Şimdi, kalkıp, AB yöneticilerine demokrasi ve laikliğin ne olduğunu mu öğreteceğiz? Tereciye tere satarak mı, inandırıcı olacağız?
“AB, bu konuya niye karışıyor?” diye sözde “ulusal hak ve yetki”den dem vurabilir miyiz?
Eğer AB’ye üyelik adayı iseniz ve üstelik tam üyelik için “katılım” müzakerelerine başlamışsanız, AB’nin ülkenizde demokrasinin uygulanıp uygulanmadığını denetleme hakkını kabullenmişsiniz demektir. Böyle bir “sözleşme” imzaladınız AB ile. “Kopenhag Kriterleri”, zaten demokratik bir ülke olmaya ilişkin yükümlülükleri yerine getirmek demek ve denetim yetkisi de AB’de.
***
Türkiye’de demokrasiye yönelik asıl tehdit, “silahlı müdahale ile iktidar değiştirmek” peşinde koşan ve bunu mümkün kılacak ortamı yaratmak için binbir tertip peşinde koşan “Ergenekon ve benzeri çeteleşme”lerden ve aynı “zihniyet iklimi”nde hareket eden Silahlı Kuvvetler içindeki “andıç üretimi”nden kaynaklanıyor.
Hafta başında 2006 yılında Deniz Kurmay Albay rütbesi taşıyan bir TSK personeli tarafından hazırlanan ve bir kuvvet komutanına iletilen bir “andıç” gazete sayfalarına döküldü. “Haklarında tedbir alınması istenen kişi ve kurumlar” saymakla bitecek gibi değil. Andıç gerekçesinde şu yazılı:
“Bu andıç; ABD ve AB’nin kendi amaçlarına uygun olarak yönlendirdiği sivil toplum örgütlerinin faaliyetleri hakkında bilgi vermek ve bu kapsamda alınacak karşı tedbirler hakkında onay almak maksadıyla hazırlanmıştır.”
Bu zihniyet, ABD ve AB’nin Türkiye’ye “hasım olduğu” algılamasından yola çıkarak “iç düşman”a karşı “tedbir” arıyor. Bu kafaya göre belirlenen “iç düşmanlar”a karşı “psikolojik savaş” yürütüldüğünü, “Ergenekon dosyası”nın bugüne dek dışarı sızan bilgilerinden öğrenmiş bulunuyoruz.
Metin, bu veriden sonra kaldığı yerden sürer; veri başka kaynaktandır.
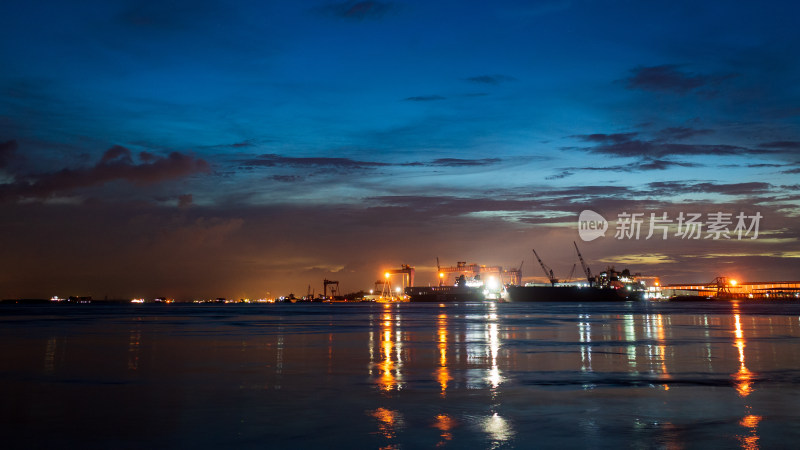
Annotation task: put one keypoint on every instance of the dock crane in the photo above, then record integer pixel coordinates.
(548, 272)
(325, 283)
(586, 270)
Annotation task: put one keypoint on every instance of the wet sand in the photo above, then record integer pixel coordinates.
(643, 375)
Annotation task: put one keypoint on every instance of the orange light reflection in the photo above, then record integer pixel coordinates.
(442, 373)
(743, 377)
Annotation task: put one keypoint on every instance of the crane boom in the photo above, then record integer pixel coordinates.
(548, 272)
(586, 270)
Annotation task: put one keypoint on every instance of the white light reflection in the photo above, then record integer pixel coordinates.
(493, 337)
(498, 429)
(585, 336)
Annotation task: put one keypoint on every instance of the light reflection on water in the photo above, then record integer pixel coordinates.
(404, 375)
İşin ilginç yanı, ABD, Türkiye’nin “müttefiki”. AB ise Türkiye’nin katılmak istediği ve bunu “ulusal-stratejik hedef” haline yarım yüzyıldır getirmiş bulunduğu, yani bir “devlet politikası”nın yönlendiği uluslarüstü bir kuruluş. Türkiye, AB’nin “katılımcı aday üyesi”.
Nasıl oluyor da devlet kurumları, bu ABD ve AB’ye “düşman”a yaklaşır gibi yaklaşıp, içerde birçok insan ve kuruluşu, ABD ve AB ile bağlantılı gösterdikten sonra, içine atıp yakmayı tasarladıkları “cadı kazan”ları kurulmasıyla uğraşabiliyor? Hangi hak ve yetkiyle?
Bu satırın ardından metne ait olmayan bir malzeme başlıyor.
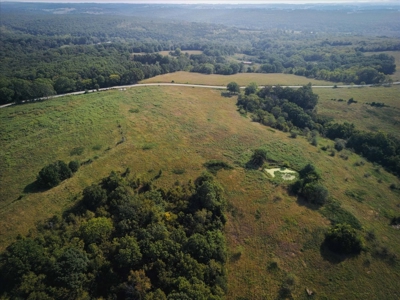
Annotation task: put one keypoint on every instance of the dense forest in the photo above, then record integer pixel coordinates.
(47, 54)
(125, 239)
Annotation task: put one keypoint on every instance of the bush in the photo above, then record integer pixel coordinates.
(315, 193)
(340, 144)
(53, 174)
(74, 166)
(214, 166)
(343, 239)
(94, 196)
(258, 158)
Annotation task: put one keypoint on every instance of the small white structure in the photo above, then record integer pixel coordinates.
(287, 174)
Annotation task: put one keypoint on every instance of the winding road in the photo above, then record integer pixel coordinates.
(221, 87)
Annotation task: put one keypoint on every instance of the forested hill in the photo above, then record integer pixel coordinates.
(50, 49)
(382, 18)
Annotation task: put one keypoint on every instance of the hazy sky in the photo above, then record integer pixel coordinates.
(213, 1)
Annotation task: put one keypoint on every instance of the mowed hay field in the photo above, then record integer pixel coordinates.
(272, 237)
(241, 78)
(363, 115)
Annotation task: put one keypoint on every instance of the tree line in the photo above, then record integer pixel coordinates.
(46, 55)
(293, 110)
(125, 239)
İşin daha da ilginç yanına gelince, AB mali yardımlarından en fazla pay, Genelkurmay Başkanlığı’na düşmüş. “Mehmetçik Projesi” için AB’den 12,7 milyon Euro hibe olarak alınmış. ABD’den alınan hibe miktarı ise milyarlarca dolar ile ölçülüyor. TSK silahlarının çok büyük bölümü “ABD damgalı.”
Bu ne perhiz bu ne lahana turşusu...
Bu arada, İsmet Berkan günlerdir Radikal’de “Ergenekon’un Yakın Tarihi”ni yazıyor. Sayısı 6 etti, bugün 7.sini yazacak ve yazılarda içlerine kuvvet komutanlarının karıştığı “Sarıkız” ve “Ayışığı” kod adlarıyla bilinen 2004 yılı ve sonrasına ilişkin —bazılarından birebir haberdar olduğu—bir dizi “darbe girişimi”ni anlatıyor.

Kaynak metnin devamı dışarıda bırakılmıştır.